Information on Second Midterm Exam
American Studies 1A, Fall 2008 (Connelly, Daly, Georges)
DO NOT MARK ON THIS SHEET IN ANY WAY! NO NAME, NO MARKS OF ANY KIND INSIDE OR OUT. BRING THIS SHEET TO THE EXAM ALONG WITH TWO COMPLETELY BLANK LARGE BLUE BOOKS AND TWO PENS (OR PENCILS).
Three questions are printed below. Although only two will be randomly selected for you to write on during the exam period, you must prepare answers for all three.
Date: Thursday, November 6. Time: noon. Location: lecture hall.
Details
> No books, notes, electronic devices, etc., just exam booklets, pens, this sheet.
> Exam ends at precisely 1:15—no extra time for anyone.
> Please write in pen or pencil, using only one side of each page.
> We may assign or re-assign seating before or during the exam.
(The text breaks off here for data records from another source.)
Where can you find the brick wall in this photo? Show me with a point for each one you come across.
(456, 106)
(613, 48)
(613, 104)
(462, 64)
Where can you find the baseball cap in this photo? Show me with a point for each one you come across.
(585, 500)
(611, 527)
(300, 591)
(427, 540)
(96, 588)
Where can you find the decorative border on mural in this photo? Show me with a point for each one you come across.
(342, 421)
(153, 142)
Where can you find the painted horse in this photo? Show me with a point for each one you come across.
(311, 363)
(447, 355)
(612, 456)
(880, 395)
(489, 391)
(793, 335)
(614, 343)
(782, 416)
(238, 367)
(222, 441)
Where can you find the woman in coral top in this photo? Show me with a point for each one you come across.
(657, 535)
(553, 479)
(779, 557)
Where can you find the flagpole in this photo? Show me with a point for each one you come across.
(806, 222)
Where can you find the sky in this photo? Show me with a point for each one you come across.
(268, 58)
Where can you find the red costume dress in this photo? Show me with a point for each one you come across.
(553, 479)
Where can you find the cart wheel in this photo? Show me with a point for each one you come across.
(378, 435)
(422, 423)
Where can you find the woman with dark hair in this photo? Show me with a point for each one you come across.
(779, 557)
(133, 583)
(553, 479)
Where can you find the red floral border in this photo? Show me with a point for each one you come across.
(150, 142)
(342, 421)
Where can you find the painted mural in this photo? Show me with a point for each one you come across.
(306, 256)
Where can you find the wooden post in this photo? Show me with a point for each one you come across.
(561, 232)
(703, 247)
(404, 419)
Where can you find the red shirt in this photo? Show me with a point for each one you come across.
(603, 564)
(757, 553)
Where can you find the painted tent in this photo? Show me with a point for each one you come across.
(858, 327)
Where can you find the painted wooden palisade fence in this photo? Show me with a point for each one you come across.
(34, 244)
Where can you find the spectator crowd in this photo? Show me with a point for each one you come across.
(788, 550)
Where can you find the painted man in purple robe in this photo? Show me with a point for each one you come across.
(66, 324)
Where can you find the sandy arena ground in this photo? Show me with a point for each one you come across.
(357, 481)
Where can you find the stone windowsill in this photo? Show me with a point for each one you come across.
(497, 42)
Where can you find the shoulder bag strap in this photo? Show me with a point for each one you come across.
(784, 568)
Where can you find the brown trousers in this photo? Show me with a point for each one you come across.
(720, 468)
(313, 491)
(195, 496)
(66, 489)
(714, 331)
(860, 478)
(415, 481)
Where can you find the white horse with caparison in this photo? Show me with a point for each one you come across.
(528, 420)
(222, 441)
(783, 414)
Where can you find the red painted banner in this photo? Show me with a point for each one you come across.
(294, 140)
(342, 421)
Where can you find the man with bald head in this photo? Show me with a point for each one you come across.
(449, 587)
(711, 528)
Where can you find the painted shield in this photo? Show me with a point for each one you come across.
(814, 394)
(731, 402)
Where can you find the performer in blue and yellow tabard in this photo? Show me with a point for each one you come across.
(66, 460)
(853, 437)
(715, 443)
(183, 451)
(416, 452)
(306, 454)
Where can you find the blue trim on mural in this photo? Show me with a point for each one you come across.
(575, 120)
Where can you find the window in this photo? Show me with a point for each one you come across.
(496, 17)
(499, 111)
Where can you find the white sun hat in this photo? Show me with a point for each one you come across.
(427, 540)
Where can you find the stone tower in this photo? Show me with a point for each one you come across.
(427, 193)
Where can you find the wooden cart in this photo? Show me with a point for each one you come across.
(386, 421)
> No seminar meetings after the exam.
Exam Questions
1) Slavery generated heated controversy in antebellum America, prompting contemporary writers and critics to address the subject from a variety of perspectives and in a variety of cultural forms. Write an essay which analyzes three of the following four antebellum depictions/discussions of slavery: David Walker’s “Appeal” (1829), George L. Aiken’s dramatization of Uncle Tom’s Cabin (1852), Melville’s Benito Cereno (1856), and Harriet Jacobs’ Incidents in the Life of a Slave Girl (1861). The essay must have a unifying theme or argument, and it must consider how the text’s form (essay, play, short fiction, autobiography) affects its content. The latter will involve examining literary elements such as setting, character, theme, language, imagery, audience, etc.
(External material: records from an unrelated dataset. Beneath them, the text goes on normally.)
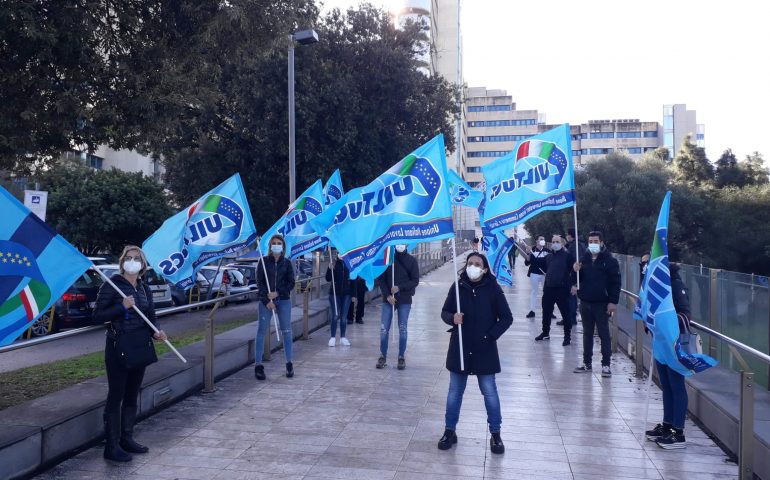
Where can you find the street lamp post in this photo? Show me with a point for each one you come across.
(303, 37)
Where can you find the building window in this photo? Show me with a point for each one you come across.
(603, 135)
(629, 135)
(488, 154)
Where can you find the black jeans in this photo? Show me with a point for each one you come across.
(123, 385)
(559, 296)
(595, 314)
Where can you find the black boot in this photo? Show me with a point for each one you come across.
(112, 449)
(127, 442)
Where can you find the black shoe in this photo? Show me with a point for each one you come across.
(496, 443)
(674, 439)
(449, 439)
(660, 430)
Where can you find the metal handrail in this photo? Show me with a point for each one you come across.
(731, 341)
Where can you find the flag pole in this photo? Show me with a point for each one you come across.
(136, 309)
(577, 242)
(267, 282)
(334, 288)
(457, 298)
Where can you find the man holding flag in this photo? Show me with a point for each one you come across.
(657, 309)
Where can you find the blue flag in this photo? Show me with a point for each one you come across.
(333, 190)
(36, 267)
(407, 204)
(217, 224)
(294, 225)
(497, 254)
(656, 306)
(461, 193)
(536, 176)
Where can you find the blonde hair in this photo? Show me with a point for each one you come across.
(131, 248)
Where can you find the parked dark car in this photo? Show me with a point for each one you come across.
(74, 308)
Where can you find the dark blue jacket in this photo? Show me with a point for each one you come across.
(486, 317)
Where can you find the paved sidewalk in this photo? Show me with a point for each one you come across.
(339, 417)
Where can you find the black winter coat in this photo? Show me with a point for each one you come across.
(109, 306)
(486, 317)
(407, 278)
(341, 278)
(600, 278)
(280, 275)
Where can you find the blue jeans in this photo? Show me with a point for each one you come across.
(674, 395)
(454, 400)
(343, 303)
(387, 319)
(283, 310)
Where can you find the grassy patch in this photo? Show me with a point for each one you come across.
(28, 383)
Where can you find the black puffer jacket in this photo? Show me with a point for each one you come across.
(407, 278)
(600, 278)
(486, 317)
(280, 275)
(109, 306)
(341, 278)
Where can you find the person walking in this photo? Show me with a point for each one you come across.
(484, 317)
(599, 293)
(397, 285)
(558, 280)
(125, 371)
(535, 259)
(275, 281)
(341, 301)
(669, 434)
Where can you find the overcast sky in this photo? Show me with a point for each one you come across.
(604, 59)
2) Many of the works we have studied take up the issue of national identity, attempting to answer the question of what America and Americans are or ought to be. Choose three text we’ve read since the last midterm, explain how they represent American identity, and using specific examples demonstrate how those representations influence or characterize contemporary notions of the nation.
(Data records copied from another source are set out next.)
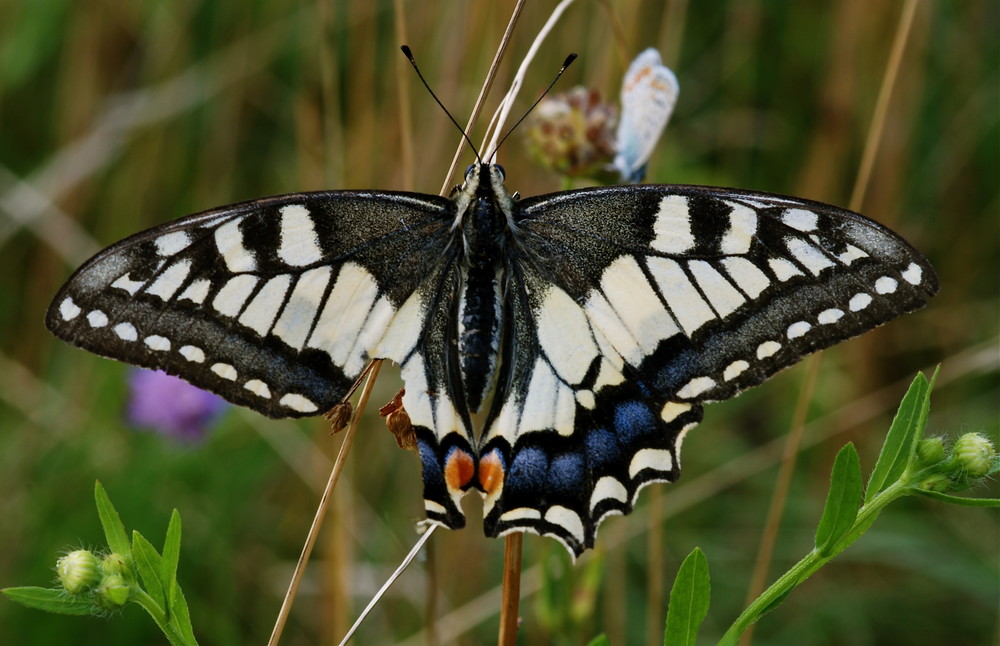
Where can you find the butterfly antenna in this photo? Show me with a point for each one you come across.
(409, 57)
(569, 60)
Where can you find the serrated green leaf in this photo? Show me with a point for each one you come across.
(960, 500)
(114, 529)
(51, 600)
(148, 563)
(842, 500)
(689, 599)
(901, 441)
(171, 557)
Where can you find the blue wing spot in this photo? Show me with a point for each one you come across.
(431, 468)
(633, 420)
(566, 475)
(602, 448)
(528, 469)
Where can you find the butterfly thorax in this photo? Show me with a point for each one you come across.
(479, 310)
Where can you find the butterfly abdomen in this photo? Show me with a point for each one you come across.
(480, 305)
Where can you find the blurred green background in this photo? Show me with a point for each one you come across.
(117, 115)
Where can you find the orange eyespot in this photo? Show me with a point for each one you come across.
(458, 470)
(491, 473)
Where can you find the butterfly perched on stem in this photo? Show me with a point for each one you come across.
(554, 349)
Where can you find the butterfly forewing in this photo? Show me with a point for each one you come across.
(707, 292)
(274, 304)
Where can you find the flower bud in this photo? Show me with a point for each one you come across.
(974, 454)
(112, 591)
(113, 564)
(77, 571)
(930, 451)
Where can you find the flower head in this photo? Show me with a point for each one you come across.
(78, 571)
(171, 406)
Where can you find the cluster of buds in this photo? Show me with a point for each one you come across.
(573, 133)
(81, 572)
(971, 458)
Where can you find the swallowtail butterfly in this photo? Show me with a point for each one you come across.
(554, 349)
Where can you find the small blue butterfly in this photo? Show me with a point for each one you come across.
(649, 93)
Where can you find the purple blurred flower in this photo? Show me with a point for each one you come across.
(171, 406)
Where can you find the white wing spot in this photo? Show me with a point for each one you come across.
(742, 228)
(567, 519)
(97, 318)
(607, 488)
(68, 309)
(673, 410)
(913, 274)
(832, 315)
(262, 310)
(810, 257)
(197, 291)
(127, 284)
(695, 387)
(299, 243)
(800, 219)
(734, 370)
(725, 298)
(258, 387)
(298, 403)
(157, 343)
(171, 243)
(126, 332)
(795, 330)
(859, 302)
(852, 254)
(672, 228)
(224, 370)
(230, 298)
(767, 349)
(229, 242)
(192, 353)
(658, 459)
(167, 283)
(783, 269)
(885, 285)
(746, 275)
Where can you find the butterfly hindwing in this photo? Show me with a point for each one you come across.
(274, 304)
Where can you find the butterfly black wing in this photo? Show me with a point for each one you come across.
(275, 304)
(637, 304)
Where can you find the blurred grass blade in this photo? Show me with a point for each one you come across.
(960, 500)
(842, 501)
(902, 439)
(171, 556)
(50, 600)
(114, 529)
(148, 563)
(688, 603)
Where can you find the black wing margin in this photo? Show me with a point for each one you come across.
(273, 304)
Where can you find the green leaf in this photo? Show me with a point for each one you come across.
(148, 563)
(181, 618)
(114, 529)
(52, 600)
(842, 501)
(901, 441)
(689, 599)
(960, 500)
(171, 556)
3) Subversion has been a recurring theme in our study of the Early American Republic. The verb “subvert” (Latin: subvertere / sub – from below; vertere – to turn) is defined as the attempt to undermine the power and authority of an established system or institution. Often, those who make such attempts do so because they feel deprived of power and civil or human rights. Therefore, in contrast to the ways in which the political and cultural elite exercise power “from above,” they find ways to exercise power “from below.”
Craft an essay that includes the following elements:
1) A substantial presentation of three examples of subversive activity evident in the Early Republic/antebellum period, respectively featuring Euro-Americans, African Americans, and women.
[NOTE: each example must incorporate available and pertinent material from a primary source, the Norton, and/or a lecture.]
2) Your own conclusive assessment of the role that subversion plays in effecting historical change.